To find the answer to the question what information does the HIPAA law protect, you have to look beyond the text of the Health Insurance Portability and Accountability Act and review the Privacy Rule that emerged from the Administrative Simplification provisions of the Act.
The HIPAA law consisted of five titles and mostly related to ensuring employees had access to health care via group and individual health insurance, that their access to health care was portable between jobs, and that they would not be discriminated against when renewing their health insurance coverage because of a pre-existing condition.
Because of the costs to health plans of complying with HIPAA, measures were included in Title II of the Act to reduce fraud in the industry and simplify the administration of health insurance processes (eligibility checks, treatment authorizations, claims billing, etc.). One of these measures was the Administrative Simplification provisions.
The Administrative Simplification provisions instructed the Secretary for Health and Human Services (HHS) to promulgate standards for the privacy of individually identifiable health information. These standards became known as the Privacy Rule, and it is within the Privacy Rule you find the answer to the question what information does the HIPAA law protect – starting with health information.
What is Protected Health Information?
Protected Health Information (or PHI) is defined as individually identifiable health information […] transmitted by or maintained in electronic media or any other form or medium that:
- Relates to the past, present, or future physical or mental health or condition of an individual,
- Or the provision of health care to an individual,
- Or the past, present, or future payment for the provision of health care to an individual,
- AND that identifies the individual or can be used to identify the individual.
Information that relates to a patient´s condition, treatment for the condition, or payment for the treatment is usually kept together in a “designated record set”. A patient (or plan member) can have more than one designated record set per healthcare facility, and designated record sets – or parts thereof – can only be disclosed to third parties for “permissible uses and disclosures”.
Other than for permissible uses and disclosures, healthcare organizations and health insurance companies are not allowed to use or disclose Protected Health Information without the written authorization of the patient/plan member unless a disclosure is to the patient/plan member or to HHS´ Office for Civil Rights.
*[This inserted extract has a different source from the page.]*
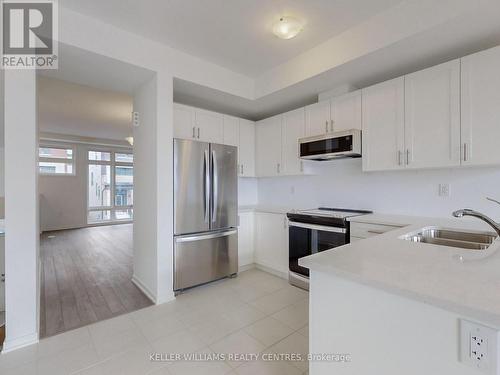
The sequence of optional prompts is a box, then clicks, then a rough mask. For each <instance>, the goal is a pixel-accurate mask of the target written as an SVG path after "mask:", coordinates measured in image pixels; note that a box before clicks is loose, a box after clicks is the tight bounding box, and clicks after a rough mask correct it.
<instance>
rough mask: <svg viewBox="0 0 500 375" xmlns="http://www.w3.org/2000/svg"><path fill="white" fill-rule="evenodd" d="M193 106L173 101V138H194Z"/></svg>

This is how the HIPAA law protects health information.
What other Information Does the HIPAA Law Protect?
In addition to the health information stored in a designated record set, there is often a lot of non-health information stored in a designated record set. Typically, an individual´s designated record set will include their name, date of birth, address, telephone number, and/or email address. It may also include a social security number, medical record number, or health plan beneficiary number.
Outside of a designated record set, this non-health information is not protected by HIPAA law because the Privacy Rule only protects the privacy of individually identifiable health information collected received, maintained, or transmitted by a Covered Entity or Business Associate. However, once included in a designated record set that contains individually identifiable health information, the non-health information assumes the same level of HIPAA protection as the health information.
Protected non-health information is usually referred to as an “identifier” because it can be used separately or together with other information to identify the subject of the health information. However, it is important not to rely on the “18 HIPAA identifiers” listed under §164.514 of the Privacy Rule, as these were written more than twenty years ago. It is better to consider any identifying piece of information maintained in a designated record set protected by HIPAA law.